——四人目——

 その日ジョーは、双子と夕方まで戦った。


「エヘヘっ、やっぱり強いや僕!」


 ジョー達四人は並んで家路を歩いていた。その日のジョーの戦績は一敗三十四勝、最初にレンに負けた後は全勝している。


「調子に乗るな、ありゃコイツらの意識が悪い。まだお前を仲間だと思ってないんだろう、じゃなきゃ危ない場面はかなりあったぞ」


 しっかりと伸びきったジョーの鼻を曲げるレン。コウとブルの攻撃は全てシールドに阻まれていた。


「それにしてもジョーのオヤジさんのGiveギヴって凄えな! 俺の水はまだしも、コウの電気まで防ぐなんて思わなかったぜ」


 ブルがジョーを褒める、隣でウンウンと頷くコウ。


「エヘヘ、ありがとう。お父さんも喜ぶよ」


 ジョーは満面の笑顔で返事を返す。父親が本当に好きなんだなと感じるレン。


「そういや昨日、オヤジさん家に居なかったな? どこ行ってるんだ?」


 コウがたずねる。あっけらかんと返事を返すジョー。


「お父さん? もう死んでるよ」


 質問したコウが返事を聞いて固まる。


「悪気は無いんだ、許してやってくれ」


 レンがコウの肩を抱き、フォローする。


「良いよ良いよ結構前のことだし、今は乗り越えてるから気にしないでコウ君!」


 何故かジョーもコウと肩を組む。


「お父さんは、何で亡くなったんだ?」


 レンが穏やかな表情でジョーにたずねる。


「お父さん? 半年位前に、トモダチノ国の近くに猪の魔物が出てさ、コモリンの住まいの近くだったから、みんなで退治することにしたんだ……」


 当時を思い出したのか、沈んだ表情になるジョー。その後の言葉が出てこない。


「そうか、お父さんは立派に家族を守ったんだな……」


 しんみりと返事を返すレン。家族を守り死んでいった父親を想像し、感動する。うっすらと目尻に涙を浮かばせて。


「そんで僕とモモねぇがチャチャっと倒したんだけど」


「んっ?」


「やめなよって言ったのに『猪鍋ししなべだー』って言って食べちゃってさ」


「おいおい、まさか……」


 レンがゴクリと喉を鳴らす。


「お腹壊して死んじゃった!」


 パアッと笑顔になるジョー。騙されたことに気付き、レンと双子の口がポカンと広がる。


「そうか、お父さんは立派に家族を守ったんだな……」


 レンのモノマネをするジョー。ケラケラと一人笑っている。


「アハハッ! 師匠の泣きそうな顔、最高っ!!」


 腹を抱えて笑うジョーの肩を叩き、そっとつぶやくレン。


「明日、俺と百本組手な」


 肩に置いたレンの手が、メキメキと音をならす。


 基本ドMなジョーでした。

 

♦︎♦︎♦︎


「あれっ、メルは?」


 食卓に腰掛け、モモに質問するジョー。


「埋めたわよ。アイツあそこが好きみたい」


 モモは母親の手伝いをしながら返事を返す。


「ジョー、後でおにぎり作るから持って行ってあげてね」


 エプロン姿の母親がジョーに頼む。


「分かった! ねぇお母さん、晩御飯はカレーにして」


 スプーンを構え、注文するジョー。


「ダメよ、カレーは三日前に食べたでしょ。カレーは週に一回。みんなは何が食べたい?」


 各々がジョーの母親に食べたいモノを注文する。次々と目の前に料理が並ぶ食卓。ジョー達三人にレンと双子、それにデクとアチコが食卓に並んだ料理を堪能した。

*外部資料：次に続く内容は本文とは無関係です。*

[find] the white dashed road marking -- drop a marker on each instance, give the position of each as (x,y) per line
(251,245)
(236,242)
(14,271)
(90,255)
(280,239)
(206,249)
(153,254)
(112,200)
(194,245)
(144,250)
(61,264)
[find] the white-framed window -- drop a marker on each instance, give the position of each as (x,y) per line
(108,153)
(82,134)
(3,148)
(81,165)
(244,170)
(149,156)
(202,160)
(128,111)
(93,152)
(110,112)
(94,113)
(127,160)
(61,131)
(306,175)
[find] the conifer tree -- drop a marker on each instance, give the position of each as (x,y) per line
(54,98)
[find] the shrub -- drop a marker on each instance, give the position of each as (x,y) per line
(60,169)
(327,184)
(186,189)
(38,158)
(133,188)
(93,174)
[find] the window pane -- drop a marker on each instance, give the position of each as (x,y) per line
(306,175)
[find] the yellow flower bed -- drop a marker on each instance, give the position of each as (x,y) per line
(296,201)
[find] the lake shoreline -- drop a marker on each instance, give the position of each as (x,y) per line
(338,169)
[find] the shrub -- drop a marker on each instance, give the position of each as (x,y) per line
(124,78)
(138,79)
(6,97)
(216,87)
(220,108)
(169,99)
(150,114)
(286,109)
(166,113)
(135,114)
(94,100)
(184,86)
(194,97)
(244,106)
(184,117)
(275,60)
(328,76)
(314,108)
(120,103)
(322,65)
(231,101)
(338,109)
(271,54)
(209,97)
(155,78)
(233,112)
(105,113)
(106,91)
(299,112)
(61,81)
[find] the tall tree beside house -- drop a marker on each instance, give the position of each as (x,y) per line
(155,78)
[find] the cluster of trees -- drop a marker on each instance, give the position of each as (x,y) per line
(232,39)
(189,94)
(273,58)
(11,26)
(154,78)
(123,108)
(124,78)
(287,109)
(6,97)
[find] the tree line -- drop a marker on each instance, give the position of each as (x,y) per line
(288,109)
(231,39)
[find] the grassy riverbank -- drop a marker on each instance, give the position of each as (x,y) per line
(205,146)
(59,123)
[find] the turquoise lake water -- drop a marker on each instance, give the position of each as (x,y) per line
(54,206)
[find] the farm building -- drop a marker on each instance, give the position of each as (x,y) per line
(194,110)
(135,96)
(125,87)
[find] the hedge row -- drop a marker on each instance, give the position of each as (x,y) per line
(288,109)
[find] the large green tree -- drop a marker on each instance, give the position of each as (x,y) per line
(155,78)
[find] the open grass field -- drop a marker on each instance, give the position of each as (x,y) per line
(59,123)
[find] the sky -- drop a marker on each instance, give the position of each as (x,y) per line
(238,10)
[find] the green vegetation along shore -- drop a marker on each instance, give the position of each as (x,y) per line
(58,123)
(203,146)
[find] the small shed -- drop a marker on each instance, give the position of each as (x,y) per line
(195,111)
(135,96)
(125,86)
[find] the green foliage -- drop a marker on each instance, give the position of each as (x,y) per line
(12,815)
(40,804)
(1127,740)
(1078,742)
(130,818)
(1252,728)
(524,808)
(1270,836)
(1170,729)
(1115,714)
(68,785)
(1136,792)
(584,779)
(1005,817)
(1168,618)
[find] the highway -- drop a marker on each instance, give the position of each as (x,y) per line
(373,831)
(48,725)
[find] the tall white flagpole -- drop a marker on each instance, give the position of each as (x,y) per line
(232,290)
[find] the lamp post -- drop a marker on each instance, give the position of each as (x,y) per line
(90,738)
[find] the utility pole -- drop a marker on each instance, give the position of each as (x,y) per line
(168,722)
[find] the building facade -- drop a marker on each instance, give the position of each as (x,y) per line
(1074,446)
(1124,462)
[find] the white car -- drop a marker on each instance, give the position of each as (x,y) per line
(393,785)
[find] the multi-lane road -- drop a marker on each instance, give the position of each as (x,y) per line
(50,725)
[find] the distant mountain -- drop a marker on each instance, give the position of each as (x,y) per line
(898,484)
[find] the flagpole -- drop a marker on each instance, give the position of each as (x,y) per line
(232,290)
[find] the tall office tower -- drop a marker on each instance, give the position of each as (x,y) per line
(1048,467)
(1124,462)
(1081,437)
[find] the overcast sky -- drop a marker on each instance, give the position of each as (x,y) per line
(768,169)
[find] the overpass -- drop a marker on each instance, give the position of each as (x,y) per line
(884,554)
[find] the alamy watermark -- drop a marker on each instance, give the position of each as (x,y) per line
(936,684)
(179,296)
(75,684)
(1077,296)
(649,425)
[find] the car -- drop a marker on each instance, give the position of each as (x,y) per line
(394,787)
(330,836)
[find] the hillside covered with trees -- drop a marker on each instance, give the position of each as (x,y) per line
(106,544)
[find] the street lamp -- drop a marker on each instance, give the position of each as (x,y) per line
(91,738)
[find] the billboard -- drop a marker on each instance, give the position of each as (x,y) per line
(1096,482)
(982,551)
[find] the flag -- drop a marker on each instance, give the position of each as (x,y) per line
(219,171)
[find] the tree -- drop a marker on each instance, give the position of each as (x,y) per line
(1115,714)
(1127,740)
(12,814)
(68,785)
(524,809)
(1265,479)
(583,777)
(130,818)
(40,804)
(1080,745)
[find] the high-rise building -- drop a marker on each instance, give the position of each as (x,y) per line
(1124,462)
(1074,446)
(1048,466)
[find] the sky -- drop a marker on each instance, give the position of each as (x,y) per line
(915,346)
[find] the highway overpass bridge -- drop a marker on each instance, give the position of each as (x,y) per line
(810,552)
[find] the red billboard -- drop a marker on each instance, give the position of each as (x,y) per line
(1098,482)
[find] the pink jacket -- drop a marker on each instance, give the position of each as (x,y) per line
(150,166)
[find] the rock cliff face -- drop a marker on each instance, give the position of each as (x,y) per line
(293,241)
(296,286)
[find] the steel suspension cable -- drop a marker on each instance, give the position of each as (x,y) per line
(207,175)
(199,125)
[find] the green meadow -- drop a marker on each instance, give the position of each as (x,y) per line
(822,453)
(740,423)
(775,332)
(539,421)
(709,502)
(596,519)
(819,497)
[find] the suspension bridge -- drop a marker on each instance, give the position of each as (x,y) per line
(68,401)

「シズさん、後片付けは私がやりますので休んでて下さい」


 ジョーとモモの母親であるシズは、夕方になると全員の元を訪れ、食事を振る舞う。疲れていたシズは素直に聞き入れ、ソファーへと移動する。


「じゃ私も。ジョーあんたも手伝いなさい」


 夜七時、八月の外はまだ明るく、バットを持って遊びに行こうとするジョーを引き止めるモモ。


「俺もやる」


 レンが立ち上がり、デクにメルへ食事を届けるよう頼む。双子も立ち上がり、結局全員で食器を片付ける。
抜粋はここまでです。